In an age where humans are constantly colliding with technology, could it be that we are turning a blind eye to the environment? Maybe, the cities have had enough of our self-imposed slumber. Maybe, there’s a sense in waking up and taking cognizance of the chaos.

For a city that is constantly buzzing, much largely due to a lively food and lifestyle culture, there being no dearth of shopping malls and arcades, festivals and a traditional blend of southern cinema and its fanfare- Chennai isn’t doing enough for the environment.

In fact, it’s not doing anything conducive to support its own berated lungs. To have just 1 tree for 33 residents is in no way celebratory and calls upon urgent state-driven introspection as to what might be done to rectify a fundamental flaw in the ‘green’ of things.

Enough with schemes, enough of residential colonies, plush shopping galleries and a climate dipped in an enormity of temples and religious junctions. To sustain life, one needs greenery, not films, food-courts, or any other item of gloss from the associated paraphernalia.

Deccan Chronicle

Isn’t it?

Of course, Times of India’s report on the leading rather burning issue of Chennai at this point in time poses questions at an acute problem:

Each person in Chennai has just 0.46sqm of open space and there is only one tree for every 33 people on the city’s roads.

That is not all. There is a reason to believe that the situation may only worsen in the times lying ahead. Implicit to every city’s survival and breath is the sheer spread or density of its green-cover, which in turn represents an assortment of trees and plants.

For Chennai, the matter of thinking is far from over.
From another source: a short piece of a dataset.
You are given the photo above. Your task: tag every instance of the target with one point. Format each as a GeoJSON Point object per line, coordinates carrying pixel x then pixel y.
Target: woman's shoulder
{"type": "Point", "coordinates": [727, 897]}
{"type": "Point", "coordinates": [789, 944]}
Apparently, according to a report submitted by Care Earth Trust- it’s been found that Chennai’s green cover is reducing by 2 per cent every year. The same finding has been shared with the city’s revered Chennai Greater Corporation.

So what can it do about reviving the city’s barely existing green cover? In fact, are the cities youngsters, adults and the elderly population who frequent malls, corporate offices, spend time in botanical gardens and other places even aware of the gravity of the situation?

Maybe, one cannot contend with great satisfaction. An elaborate survey was undertaken by a retired IFS official (Mr Balaji) along with the Care Earth Trust and the duo would later survey avenue trees on 450 streets spread across the otherwise vibrant city within the corporation area.

Only then were the findings estimated and later, submitted to the concerned body as shared above.

The detailed report submitted also includes a reason to make plans for increasing Chennai’s green cover. Speaking in relation to his conclusive evidence regarding the state or density of trees in Chennai, Mr Balaji shared the following: “The Availability of open space varied from zone to zone. In Tiruvottiyur, Sholinganallur and Manali, a lot of available green space was not developed. But since the roads are narrow and underdeveloped, there is limited tree cover. We have done an exclusive study in all zones and divisions and have suggested on where trees should be planted and where parks developed.”

The onus for improving Chennai’s burgeoning crisis now rests in the hands of the authority entrusted with the task of improving the city’s condition. The question is- how early can one experience change?